SciDraw-Bench: domain-specific AI outperforms general models on scientific diagrams
New arXiv benchmark tests text-to-image models on 32 scientific-figure tasks across eight diagram types, revealing that domain-specific systems outperform general-purpose models on label fidelity and convention adherence.

Researchers have introduced SciDraw-Bench, a benchmark designed to evaluate whether generative models can produce usable scientific figures — mechanism diagrams, experimental schematics, conceptual frameworks, and graphical abstracts. The preprint, posted to arXiv on June 30, argues that existing image-generation benchmarks measure photorealism and object counting but ignore what makes a scientific figure work: correct text labels, faithful entity relationships, coherent structure, and adherence to disciplinary drawing conventions.

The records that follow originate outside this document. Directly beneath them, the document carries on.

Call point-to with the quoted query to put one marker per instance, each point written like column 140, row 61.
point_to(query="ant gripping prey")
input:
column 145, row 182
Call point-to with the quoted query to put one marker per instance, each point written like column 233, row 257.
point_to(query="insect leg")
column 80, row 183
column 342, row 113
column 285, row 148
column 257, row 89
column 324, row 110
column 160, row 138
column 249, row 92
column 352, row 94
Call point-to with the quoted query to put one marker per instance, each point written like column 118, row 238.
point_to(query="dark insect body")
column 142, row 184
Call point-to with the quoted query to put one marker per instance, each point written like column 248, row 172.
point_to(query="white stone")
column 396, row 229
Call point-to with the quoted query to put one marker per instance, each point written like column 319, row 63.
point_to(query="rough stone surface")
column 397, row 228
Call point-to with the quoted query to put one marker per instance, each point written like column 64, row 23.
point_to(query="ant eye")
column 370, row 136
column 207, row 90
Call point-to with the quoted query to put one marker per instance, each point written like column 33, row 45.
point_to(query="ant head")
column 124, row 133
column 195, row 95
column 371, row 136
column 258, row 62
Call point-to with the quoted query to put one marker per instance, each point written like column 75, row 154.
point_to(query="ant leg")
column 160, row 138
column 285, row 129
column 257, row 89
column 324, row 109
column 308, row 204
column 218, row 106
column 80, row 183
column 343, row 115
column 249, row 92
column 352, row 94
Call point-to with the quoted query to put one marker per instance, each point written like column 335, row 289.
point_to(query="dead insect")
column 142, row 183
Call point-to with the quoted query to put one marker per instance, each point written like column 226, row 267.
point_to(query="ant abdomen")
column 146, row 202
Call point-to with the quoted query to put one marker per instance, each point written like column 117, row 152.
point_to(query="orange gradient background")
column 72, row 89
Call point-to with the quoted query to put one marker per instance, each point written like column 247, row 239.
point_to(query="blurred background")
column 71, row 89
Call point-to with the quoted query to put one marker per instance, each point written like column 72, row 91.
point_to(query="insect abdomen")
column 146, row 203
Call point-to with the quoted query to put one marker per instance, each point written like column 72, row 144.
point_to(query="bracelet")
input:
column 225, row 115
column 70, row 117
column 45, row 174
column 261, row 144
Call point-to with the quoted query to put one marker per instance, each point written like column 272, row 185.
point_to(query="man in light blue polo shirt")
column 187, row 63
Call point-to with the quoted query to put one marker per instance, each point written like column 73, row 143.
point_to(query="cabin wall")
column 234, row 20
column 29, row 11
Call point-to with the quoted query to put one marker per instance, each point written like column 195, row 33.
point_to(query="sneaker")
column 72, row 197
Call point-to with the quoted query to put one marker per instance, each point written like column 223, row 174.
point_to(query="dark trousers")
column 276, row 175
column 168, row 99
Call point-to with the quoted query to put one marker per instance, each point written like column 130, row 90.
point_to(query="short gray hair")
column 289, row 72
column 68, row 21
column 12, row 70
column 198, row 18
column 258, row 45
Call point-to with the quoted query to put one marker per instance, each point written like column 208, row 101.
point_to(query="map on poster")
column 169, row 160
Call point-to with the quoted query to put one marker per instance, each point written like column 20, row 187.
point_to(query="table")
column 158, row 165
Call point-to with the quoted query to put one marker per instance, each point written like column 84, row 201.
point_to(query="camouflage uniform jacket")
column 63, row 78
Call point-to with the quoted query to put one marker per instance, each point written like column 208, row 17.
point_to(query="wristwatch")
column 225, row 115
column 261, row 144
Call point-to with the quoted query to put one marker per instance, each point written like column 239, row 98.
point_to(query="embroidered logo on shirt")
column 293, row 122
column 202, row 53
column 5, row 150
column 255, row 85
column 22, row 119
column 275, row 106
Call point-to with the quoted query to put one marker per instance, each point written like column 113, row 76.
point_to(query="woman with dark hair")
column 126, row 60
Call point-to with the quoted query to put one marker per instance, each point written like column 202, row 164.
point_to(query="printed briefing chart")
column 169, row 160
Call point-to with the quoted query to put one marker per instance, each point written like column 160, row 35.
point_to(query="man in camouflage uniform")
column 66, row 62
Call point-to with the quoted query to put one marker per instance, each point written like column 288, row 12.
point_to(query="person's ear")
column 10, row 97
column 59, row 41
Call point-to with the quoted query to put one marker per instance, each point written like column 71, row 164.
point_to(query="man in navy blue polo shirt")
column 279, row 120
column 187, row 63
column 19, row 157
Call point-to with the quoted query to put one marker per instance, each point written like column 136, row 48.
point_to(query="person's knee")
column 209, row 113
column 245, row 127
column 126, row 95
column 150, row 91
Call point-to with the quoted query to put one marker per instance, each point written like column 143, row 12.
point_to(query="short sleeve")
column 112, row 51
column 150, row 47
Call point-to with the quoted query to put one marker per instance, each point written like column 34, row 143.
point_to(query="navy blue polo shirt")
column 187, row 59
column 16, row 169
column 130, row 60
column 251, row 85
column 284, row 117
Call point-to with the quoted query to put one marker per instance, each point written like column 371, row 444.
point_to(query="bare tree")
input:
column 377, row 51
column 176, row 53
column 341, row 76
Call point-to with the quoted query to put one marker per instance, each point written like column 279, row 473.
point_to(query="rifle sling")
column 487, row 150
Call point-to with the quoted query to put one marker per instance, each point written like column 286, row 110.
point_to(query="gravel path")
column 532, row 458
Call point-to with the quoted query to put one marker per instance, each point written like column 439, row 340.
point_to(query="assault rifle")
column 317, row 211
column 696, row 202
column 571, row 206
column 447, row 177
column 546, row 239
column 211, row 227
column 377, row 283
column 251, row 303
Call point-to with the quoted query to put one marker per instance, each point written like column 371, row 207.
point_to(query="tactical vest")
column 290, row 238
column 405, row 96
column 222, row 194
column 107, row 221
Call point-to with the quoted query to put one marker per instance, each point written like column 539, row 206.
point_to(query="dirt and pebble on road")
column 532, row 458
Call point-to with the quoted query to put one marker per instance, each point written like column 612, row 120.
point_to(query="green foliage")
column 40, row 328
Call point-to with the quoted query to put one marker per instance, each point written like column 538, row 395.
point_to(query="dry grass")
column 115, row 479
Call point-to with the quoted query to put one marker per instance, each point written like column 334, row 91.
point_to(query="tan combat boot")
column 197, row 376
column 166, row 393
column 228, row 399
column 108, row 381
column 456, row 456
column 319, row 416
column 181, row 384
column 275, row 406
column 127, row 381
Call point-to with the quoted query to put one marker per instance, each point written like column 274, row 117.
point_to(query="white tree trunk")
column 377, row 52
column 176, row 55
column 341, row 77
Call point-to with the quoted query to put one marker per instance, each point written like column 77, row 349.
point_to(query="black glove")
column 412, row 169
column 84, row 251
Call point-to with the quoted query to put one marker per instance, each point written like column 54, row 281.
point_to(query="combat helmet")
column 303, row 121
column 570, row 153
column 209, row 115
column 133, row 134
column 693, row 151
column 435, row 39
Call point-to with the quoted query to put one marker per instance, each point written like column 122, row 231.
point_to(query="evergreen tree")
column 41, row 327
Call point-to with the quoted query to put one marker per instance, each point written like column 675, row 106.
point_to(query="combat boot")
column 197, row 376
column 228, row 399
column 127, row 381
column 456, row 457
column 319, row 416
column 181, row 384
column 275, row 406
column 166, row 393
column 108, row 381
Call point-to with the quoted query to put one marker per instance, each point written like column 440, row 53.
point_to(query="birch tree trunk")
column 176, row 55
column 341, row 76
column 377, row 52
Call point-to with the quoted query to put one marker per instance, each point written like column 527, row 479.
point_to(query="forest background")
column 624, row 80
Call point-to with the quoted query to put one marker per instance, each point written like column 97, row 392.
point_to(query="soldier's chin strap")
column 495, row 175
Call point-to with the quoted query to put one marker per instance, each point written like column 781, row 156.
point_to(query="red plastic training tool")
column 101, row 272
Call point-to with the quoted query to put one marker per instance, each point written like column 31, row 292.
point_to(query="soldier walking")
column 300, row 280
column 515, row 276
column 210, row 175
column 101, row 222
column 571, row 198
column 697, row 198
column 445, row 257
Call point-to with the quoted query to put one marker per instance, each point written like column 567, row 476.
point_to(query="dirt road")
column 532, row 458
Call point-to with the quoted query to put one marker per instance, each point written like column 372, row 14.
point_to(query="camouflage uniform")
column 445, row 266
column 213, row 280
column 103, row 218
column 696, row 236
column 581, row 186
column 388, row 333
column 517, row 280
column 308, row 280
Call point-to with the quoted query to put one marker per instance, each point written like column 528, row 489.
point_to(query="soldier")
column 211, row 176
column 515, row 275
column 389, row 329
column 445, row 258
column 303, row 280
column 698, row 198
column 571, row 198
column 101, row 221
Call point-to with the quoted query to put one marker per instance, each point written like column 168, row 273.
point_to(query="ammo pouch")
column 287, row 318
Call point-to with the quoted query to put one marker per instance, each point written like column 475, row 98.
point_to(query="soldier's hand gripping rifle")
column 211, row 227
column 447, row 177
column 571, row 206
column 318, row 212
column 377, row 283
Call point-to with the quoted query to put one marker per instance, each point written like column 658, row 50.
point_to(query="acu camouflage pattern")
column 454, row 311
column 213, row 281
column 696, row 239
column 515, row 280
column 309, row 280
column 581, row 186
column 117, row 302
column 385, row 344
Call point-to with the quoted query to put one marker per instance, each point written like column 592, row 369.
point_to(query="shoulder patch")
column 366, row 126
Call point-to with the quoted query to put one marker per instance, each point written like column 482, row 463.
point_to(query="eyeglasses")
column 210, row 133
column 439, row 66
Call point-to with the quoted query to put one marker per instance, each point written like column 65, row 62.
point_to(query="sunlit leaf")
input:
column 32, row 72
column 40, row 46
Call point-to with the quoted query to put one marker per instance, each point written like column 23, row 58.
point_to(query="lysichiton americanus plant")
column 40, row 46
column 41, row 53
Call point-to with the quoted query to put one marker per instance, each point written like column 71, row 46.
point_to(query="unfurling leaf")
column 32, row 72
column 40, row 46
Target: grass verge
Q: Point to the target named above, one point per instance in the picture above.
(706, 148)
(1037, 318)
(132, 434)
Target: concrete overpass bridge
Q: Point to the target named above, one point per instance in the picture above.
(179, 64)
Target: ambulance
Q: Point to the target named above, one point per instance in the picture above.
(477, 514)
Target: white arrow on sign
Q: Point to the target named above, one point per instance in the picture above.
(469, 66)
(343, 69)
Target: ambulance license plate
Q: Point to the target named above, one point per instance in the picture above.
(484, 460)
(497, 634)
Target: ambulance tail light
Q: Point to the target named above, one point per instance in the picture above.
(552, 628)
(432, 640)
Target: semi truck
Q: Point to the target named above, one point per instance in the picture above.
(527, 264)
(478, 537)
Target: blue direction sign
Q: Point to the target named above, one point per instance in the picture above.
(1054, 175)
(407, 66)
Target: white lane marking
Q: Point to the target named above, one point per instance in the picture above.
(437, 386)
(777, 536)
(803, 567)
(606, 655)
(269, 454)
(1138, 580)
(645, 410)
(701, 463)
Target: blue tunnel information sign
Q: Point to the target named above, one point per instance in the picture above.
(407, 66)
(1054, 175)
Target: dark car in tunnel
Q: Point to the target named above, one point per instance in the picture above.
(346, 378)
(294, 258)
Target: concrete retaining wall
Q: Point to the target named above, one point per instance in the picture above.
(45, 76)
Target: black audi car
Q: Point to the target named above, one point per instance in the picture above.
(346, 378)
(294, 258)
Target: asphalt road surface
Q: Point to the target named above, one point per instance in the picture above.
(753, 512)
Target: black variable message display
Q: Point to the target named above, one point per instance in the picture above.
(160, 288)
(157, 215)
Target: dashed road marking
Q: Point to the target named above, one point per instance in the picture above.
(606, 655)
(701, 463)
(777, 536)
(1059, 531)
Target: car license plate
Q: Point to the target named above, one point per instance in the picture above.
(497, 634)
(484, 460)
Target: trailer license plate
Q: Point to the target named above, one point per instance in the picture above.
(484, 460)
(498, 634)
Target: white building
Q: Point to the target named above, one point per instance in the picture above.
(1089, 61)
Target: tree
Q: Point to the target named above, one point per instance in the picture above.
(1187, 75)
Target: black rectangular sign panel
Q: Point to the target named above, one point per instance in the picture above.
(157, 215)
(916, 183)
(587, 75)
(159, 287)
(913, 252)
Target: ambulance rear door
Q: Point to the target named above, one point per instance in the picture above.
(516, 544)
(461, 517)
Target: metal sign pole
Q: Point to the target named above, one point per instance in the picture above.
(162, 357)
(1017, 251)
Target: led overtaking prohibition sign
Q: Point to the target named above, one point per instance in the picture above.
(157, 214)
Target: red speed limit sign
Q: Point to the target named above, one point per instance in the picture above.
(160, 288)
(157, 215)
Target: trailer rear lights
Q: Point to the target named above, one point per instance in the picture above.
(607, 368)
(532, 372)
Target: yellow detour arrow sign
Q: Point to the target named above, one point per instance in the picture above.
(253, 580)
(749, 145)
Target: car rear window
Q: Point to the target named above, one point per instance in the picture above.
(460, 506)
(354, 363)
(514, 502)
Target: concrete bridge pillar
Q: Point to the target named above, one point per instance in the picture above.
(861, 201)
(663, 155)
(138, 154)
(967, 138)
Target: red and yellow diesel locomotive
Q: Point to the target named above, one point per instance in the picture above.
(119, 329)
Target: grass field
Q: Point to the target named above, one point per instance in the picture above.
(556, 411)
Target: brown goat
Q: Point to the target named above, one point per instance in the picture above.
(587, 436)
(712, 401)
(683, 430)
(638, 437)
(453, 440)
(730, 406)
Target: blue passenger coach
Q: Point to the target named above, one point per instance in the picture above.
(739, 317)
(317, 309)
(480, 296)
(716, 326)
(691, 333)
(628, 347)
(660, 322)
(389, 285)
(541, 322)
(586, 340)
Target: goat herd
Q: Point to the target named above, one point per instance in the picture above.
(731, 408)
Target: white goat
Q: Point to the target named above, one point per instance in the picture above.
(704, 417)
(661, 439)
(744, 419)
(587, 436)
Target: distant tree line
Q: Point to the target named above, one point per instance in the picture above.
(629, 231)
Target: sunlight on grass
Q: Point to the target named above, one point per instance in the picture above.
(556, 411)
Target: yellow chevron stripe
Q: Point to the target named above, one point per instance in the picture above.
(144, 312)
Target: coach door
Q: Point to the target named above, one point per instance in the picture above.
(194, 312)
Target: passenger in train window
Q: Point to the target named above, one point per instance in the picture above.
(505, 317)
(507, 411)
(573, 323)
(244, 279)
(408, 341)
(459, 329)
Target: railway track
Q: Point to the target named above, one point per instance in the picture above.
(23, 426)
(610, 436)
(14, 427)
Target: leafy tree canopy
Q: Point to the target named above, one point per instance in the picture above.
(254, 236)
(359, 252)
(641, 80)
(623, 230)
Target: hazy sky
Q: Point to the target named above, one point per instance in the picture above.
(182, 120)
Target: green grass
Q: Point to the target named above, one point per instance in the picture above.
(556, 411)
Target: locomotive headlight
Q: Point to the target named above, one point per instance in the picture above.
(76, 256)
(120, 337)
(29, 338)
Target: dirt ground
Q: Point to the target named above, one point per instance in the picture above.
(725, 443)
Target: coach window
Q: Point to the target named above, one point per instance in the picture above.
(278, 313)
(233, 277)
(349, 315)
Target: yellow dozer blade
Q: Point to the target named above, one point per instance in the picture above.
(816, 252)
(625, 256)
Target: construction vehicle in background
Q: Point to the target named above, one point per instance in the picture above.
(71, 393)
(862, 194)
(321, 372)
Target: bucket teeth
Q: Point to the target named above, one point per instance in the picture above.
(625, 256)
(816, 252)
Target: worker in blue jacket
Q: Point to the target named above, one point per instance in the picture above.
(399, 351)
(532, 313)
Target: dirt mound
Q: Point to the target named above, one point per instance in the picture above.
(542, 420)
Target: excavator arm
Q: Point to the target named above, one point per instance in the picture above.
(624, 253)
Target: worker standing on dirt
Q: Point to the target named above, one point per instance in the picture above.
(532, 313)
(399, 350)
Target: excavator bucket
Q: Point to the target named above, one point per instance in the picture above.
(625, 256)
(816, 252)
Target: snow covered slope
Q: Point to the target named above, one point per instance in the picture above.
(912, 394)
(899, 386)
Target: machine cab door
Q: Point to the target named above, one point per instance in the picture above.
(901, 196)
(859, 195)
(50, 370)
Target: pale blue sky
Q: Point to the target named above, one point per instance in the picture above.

The benchmark comprises 32 structured tasks spanning eight figure types and ten disciplines. Each task pairs a natural-language prompt with a machine-checkable specification listing required labels, relations, components, conventions, and negative constraints. The evaluation protocol scores four dimensions: Text Fidelity (OCR-based label recall and character error rate), Semantic Correctness (vision-language-model judging against the specification), Structural Quality, and Convention Adherence.
Pilot results
When tested across all eight figure types, a domain-specific system called SciDraw AI substantially outperformed representative general-purpose text-to-image models on every dimension and figure type. The largest gaps appeared in semantic correctness and convention adherence — the ability to follow disciplinary norms for arrows, labels, and layout. Text fidelity remains the hardest dimension for all systems; even the best performer struggled with OCR-verifiable label accuracy.
The authors outline a code-to-figure baseline as a planned extension, suggesting that programmatic generation may offer a floor for correctness that pixel-space diffusion models have yet to match. A meta-evaluation protocol and preliminary inter-judge reliability analysis accompany the benchmark; human-rating validation is ongoing.